The Messiah, the Millennium and the Temple Mount
Jerusalem cops had better be stocking up on Maalox, because the city’s historic Temple Mount is shaping up as a flashpoint of, well, biblical proportions. Three right-wing Jewish militants were arrested Thursday after distributing leaflets urging Jews to expel Muslims from the hill, which is also home to Islam’s third holiest site, the Al Aqsa Mosque. The Jewish extremists — who want the Islamic sites razed in order to rebuild the Jewish temple destroyed by the Romans in A.D. 70 in the belief that it will hasten the Messianic era — were egged on by a handful of American evangelical Christians, some of whom believe the rebuilding of the temple will hasten the Second Coming. But the Israeli authorities are well aware that any tampering with Islamic holy sites in the city could spark the final jihad against Israel — hence the arrests. "The upside of Jerusalem is that every square foot of the city is holy, for more than one religious tradition," says TIME religion correspondent David Van Biema. "Unfortunately, that’s also its downside."
Three years ago, Israel’s opening of a tunnel entrance near Muslim and Jewish holy sites sparked fierce confrontations throughout the West Bank, in which 50 Palestinians and 15 Israelis were killed.
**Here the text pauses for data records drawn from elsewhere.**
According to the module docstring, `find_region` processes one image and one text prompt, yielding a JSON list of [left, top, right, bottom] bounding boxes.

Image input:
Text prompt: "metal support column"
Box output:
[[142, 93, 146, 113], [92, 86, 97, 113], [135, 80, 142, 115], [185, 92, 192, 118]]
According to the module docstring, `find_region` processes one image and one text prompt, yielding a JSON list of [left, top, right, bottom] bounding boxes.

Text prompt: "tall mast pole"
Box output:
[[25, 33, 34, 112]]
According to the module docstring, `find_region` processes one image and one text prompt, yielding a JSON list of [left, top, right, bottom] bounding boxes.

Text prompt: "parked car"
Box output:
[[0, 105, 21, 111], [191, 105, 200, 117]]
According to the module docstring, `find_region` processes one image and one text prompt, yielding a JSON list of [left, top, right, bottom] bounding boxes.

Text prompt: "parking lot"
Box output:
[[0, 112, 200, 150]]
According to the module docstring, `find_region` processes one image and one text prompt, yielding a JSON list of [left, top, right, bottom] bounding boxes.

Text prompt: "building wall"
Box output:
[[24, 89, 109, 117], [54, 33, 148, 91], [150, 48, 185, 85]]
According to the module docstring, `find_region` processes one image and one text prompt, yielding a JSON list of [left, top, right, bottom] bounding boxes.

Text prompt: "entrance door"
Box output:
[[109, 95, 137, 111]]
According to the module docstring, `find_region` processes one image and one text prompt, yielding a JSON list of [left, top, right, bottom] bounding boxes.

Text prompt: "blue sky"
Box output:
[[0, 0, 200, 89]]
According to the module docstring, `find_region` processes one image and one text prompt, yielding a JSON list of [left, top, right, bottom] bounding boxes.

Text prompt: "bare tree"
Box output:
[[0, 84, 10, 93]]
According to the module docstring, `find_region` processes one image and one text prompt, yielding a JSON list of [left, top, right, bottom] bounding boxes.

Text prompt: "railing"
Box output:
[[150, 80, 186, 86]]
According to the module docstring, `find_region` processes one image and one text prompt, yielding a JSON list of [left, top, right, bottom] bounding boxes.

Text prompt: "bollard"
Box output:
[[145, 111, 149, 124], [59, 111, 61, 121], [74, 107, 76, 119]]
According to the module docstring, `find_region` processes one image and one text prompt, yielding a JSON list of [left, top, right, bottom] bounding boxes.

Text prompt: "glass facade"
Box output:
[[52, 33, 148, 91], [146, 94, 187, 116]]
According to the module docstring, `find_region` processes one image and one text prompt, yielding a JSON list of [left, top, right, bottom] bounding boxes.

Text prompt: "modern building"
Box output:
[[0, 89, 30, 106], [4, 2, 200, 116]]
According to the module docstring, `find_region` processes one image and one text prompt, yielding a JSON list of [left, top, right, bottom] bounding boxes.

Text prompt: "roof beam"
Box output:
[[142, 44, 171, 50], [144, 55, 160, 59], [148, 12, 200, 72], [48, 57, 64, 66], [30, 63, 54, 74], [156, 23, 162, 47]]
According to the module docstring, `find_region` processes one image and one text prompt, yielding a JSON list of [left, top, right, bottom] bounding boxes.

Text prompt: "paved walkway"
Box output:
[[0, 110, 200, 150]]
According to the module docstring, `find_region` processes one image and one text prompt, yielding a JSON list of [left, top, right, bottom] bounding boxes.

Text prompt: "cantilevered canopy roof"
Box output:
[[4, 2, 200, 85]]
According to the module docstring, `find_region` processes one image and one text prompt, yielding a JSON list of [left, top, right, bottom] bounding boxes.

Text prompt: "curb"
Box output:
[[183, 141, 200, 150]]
Last January, Israeli police deported members of a Denver-based Christian group who had allegedly been planning to provoke violence in Jerusalem so as to instigate a war between Jews and Arabs that they believed would precede the Second Coming. "Many Christians take the millennium as a signpost for the Second Coming, and that’s increased the immediate tension over the Temple Mount," says Van Biema. "The Israeli authorities are justifiably worried."